Por Darlene Superville
WEST PALM BEACH, Florida (AP) – Donald Trump se dirige a Daytona 500 del domingo para su segunda aparición como presidente y para ayudar a brillar aún más su imagen como fanático de los deportes.
Estuvo en la carrera en 2020 mientras corría por un segundo mandato. Trump recibió el honor de ser el Gran Mariscal del evento más grande y prestigioso del año de NASCAR y entregó el comando para que los conductores inicien sus motores.
Trump también emocionó a miles de fanáticos de NASCAR en las gradas con un paso elevado de Air Force One antes de montar en la limusina presidencial hacia el Daytona International Speedway.

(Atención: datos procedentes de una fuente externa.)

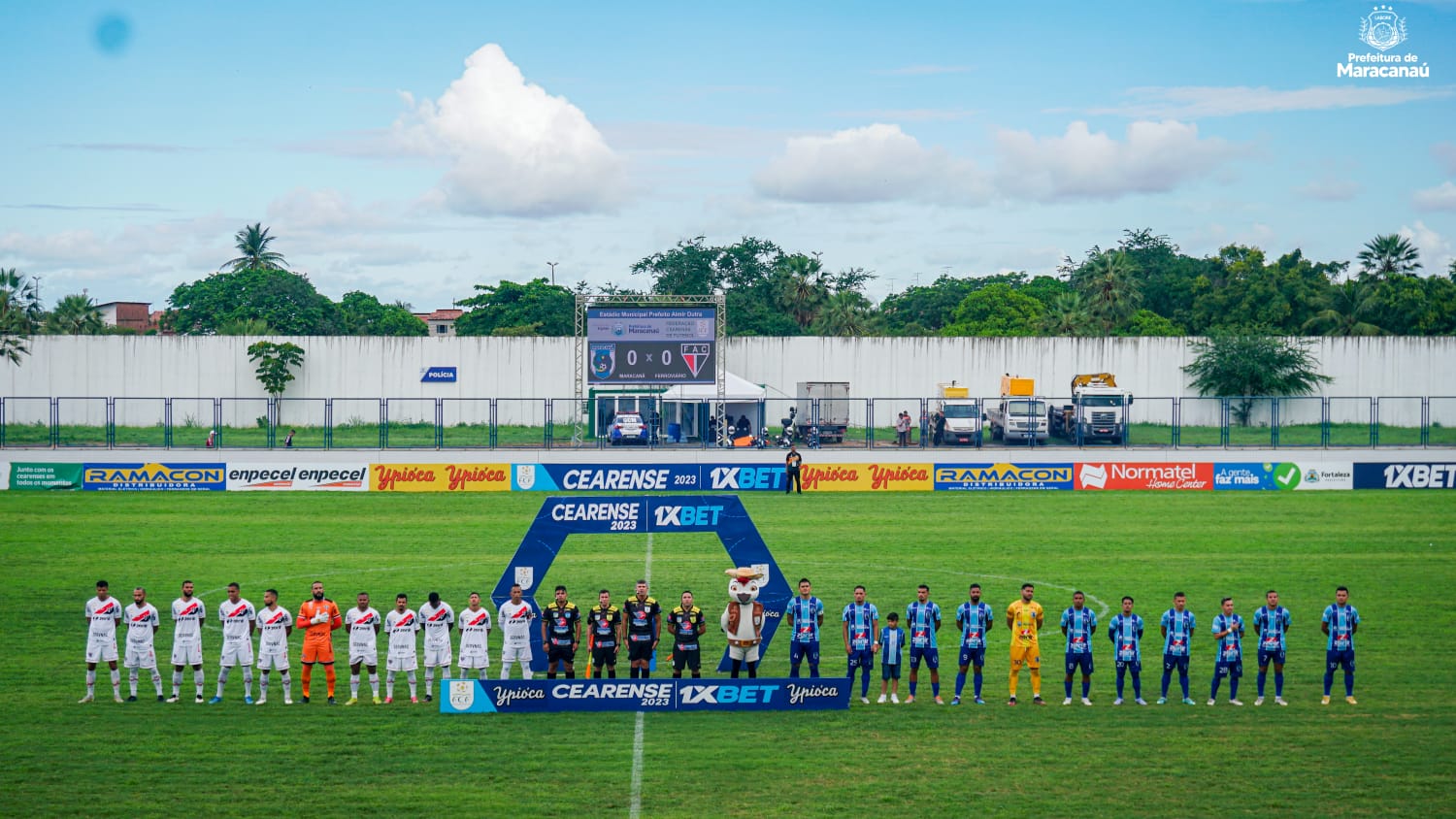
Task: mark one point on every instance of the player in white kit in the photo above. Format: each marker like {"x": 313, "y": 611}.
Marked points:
{"x": 142, "y": 630}
{"x": 401, "y": 626}
{"x": 363, "y": 624}
{"x": 475, "y": 638}
{"x": 102, "y": 612}
{"x": 239, "y": 620}
{"x": 188, "y": 614}
{"x": 437, "y": 620}
{"x": 515, "y": 633}
{"x": 274, "y": 627}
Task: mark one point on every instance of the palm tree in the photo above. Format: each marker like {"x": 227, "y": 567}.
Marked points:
{"x": 1066, "y": 316}
{"x": 1109, "y": 287}
{"x": 19, "y": 313}
{"x": 806, "y": 288}
{"x": 1348, "y": 305}
{"x": 252, "y": 245}
{"x": 1389, "y": 255}
{"x": 75, "y": 314}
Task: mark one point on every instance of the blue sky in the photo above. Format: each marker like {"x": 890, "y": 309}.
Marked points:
{"x": 415, "y": 150}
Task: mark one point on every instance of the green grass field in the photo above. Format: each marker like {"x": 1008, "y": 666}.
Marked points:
{"x": 1389, "y": 755}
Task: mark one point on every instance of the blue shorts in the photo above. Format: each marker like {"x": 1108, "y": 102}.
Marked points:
{"x": 800, "y": 650}
{"x": 1275, "y": 656}
{"x": 973, "y": 656}
{"x": 932, "y": 658}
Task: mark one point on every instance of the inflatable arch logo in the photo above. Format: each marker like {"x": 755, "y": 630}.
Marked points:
{"x": 719, "y": 513}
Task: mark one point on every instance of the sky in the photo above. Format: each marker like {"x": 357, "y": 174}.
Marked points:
{"x": 418, "y": 150}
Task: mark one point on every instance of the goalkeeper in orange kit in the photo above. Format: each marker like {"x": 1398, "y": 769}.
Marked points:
{"x": 317, "y": 617}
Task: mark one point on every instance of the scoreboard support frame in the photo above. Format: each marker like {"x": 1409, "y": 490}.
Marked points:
{"x": 594, "y": 300}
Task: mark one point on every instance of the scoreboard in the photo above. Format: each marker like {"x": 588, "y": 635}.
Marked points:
{"x": 651, "y": 345}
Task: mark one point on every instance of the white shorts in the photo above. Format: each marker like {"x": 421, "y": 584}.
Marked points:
{"x": 186, "y": 653}
{"x": 101, "y": 650}
{"x": 140, "y": 656}
{"x": 236, "y": 652}
{"x": 475, "y": 658}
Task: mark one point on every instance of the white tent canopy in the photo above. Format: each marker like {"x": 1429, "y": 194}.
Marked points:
{"x": 736, "y": 389}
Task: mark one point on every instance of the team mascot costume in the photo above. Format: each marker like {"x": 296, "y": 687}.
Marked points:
{"x": 743, "y": 620}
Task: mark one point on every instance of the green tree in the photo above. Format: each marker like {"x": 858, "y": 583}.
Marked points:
{"x": 284, "y": 300}
{"x": 538, "y": 303}
{"x": 1389, "y": 255}
{"x": 19, "y": 313}
{"x": 996, "y": 311}
{"x": 363, "y": 314}
{"x": 1066, "y": 316}
{"x": 252, "y": 250}
{"x": 75, "y": 316}
{"x": 245, "y": 328}
{"x": 276, "y": 363}
{"x": 1350, "y": 305}
{"x": 1248, "y": 366}
{"x": 1109, "y": 290}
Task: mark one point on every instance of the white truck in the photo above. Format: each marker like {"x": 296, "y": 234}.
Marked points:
{"x": 955, "y": 416}
{"x": 823, "y": 405}
{"x": 1098, "y": 410}
{"x": 1019, "y": 414}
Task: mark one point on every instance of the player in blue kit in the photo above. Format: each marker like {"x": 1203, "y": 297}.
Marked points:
{"x": 806, "y": 618}
{"x": 1079, "y": 623}
{"x": 975, "y": 618}
{"x": 861, "y": 639}
{"x": 1272, "y": 623}
{"x": 1178, "y": 626}
{"x": 1228, "y": 629}
{"x": 923, "y": 618}
{"x": 1340, "y": 623}
{"x": 1126, "y": 632}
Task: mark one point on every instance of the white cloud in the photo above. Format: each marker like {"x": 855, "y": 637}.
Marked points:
{"x": 1330, "y": 189}
{"x": 1085, "y": 165}
{"x": 1444, "y": 154}
{"x": 1439, "y": 198}
{"x": 874, "y": 163}
{"x": 513, "y": 148}
{"x": 1436, "y": 250}
{"x": 1193, "y": 102}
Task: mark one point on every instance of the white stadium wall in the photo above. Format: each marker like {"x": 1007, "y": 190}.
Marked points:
{"x": 346, "y": 367}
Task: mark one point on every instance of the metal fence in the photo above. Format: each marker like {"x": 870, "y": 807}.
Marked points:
{"x": 570, "y": 423}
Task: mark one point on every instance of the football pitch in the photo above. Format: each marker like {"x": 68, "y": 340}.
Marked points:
{"x": 1391, "y": 754}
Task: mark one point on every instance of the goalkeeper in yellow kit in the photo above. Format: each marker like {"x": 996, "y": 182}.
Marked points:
{"x": 1024, "y": 618}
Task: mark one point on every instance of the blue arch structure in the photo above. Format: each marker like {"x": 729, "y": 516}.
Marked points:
{"x": 719, "y": 513}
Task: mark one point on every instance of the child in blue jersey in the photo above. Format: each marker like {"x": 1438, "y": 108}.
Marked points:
{"x": 1272, "y": 623}
{"x": 1178, "y": 626}
{"x": 1126, "y": 632}
{"x": 1079, "y": 623}
{"x": 1228, "y": 630}
{"x": 861, "y": 621}
{"x": 1340, "y": 623}
{"x": 975, "y": 618}
{"x": 891, "y": 639}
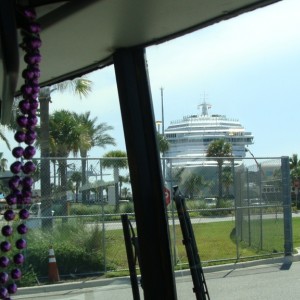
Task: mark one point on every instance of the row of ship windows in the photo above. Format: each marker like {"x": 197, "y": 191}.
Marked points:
{"x": 206, "y": 141}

Air Force One despegó del aeropuerto internacional de Palm Beach poco después del mediodía y el presidente viajaba a Daytona Beach con varios invitados, incluido su hijo Eric, su nieto Luke, el secretario de transporte Sean Duffy y el secretario del Interior Doug Burgum y su esposa, Kathryn, el White. Dijo la casa. Varios miembros del Congreso también viajan con Trump.
El fin de semana pasado, el republicano hizo historia como el primer presidente en funciones en asistir al Super Bowl. Trump también asiste a juegos de fútbol universitario y peleas de UFC y es un ávido golfista.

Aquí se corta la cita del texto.